= Povilas Budrys =

Lithuanian actor and artist

 Povilas Budrys (born August 12, 1962 in Čiulai, Molėtai) is a Lithuanian theatre and film actor and artist.

==Career==

===Theatre===
He graduated from the Lithuanian Academy of Music and Theatre under Jonas Vaitkus in 1981. Early roles include Saulinus (Saul) in Juozas Glinskis's Kingas (Kings) in 1980, Mankurtas in Čingizas Aitmatovas's Ilga kaip šimtmečiai diena in 1983 and Scipio in Albers Camus's Kaligula, also in 1983. In 1984-1988 he was with the Kaunas State Drama Theatre. He played Vyras - Paukštis under Sigitas Geda and Bronius Kutavičius in their production of Strazdas - žalias paukštis in 1985 (later adapted into a film in 1990), and later played Avdijus in Čingizas Aitmatovas's Golgota, Jonelis Ivanovas in Saulius Šaltenis's Duokiškis and worked with Virginia Kelme- lyte performing the leading roles in its production of "The Green Thrush" in 1987. From 1989-1999 (with a break in 1994) with the Vilnius State Youth Theatre. He played Alkanasis in Knudas Hamsunas's production of Badas in 1989/1990, considerably acclaimed, which was shown at the Baltic spring exhibition of "Riga 1990". He appeared in Eimuntas Nekrošius's performance of Song of Songs at the youth theatre, controversial for its use of crucifixes.

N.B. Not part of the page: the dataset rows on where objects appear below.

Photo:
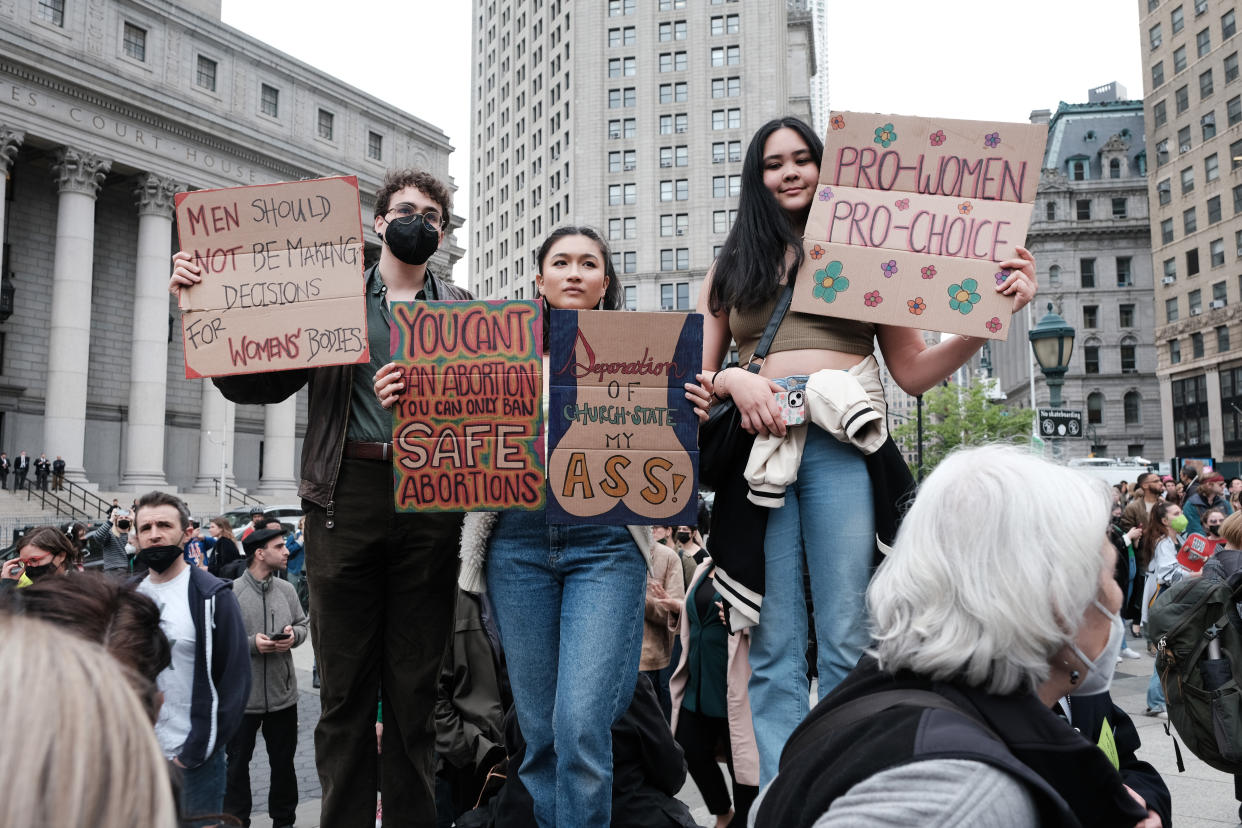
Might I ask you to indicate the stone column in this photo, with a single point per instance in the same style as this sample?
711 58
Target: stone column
10 140
78 176
143 466
280 428
216 428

He also worked with Viktorija Kuodyte in Wasted Land and played the character of Treplevas in The Seagull in 1991, a play by Anton Chekhov.

In the 1991/1992 season he was elected Best Actor by the Lithuanian Theatre Union. In 2007 he won the Golden Stage Cross Award for his work in Johann Wolfgang von Goethe's "Faust".

===Film===
In 1991 he appeared in the film Sala (The Island) and in 2005 starred in Stiklo salis.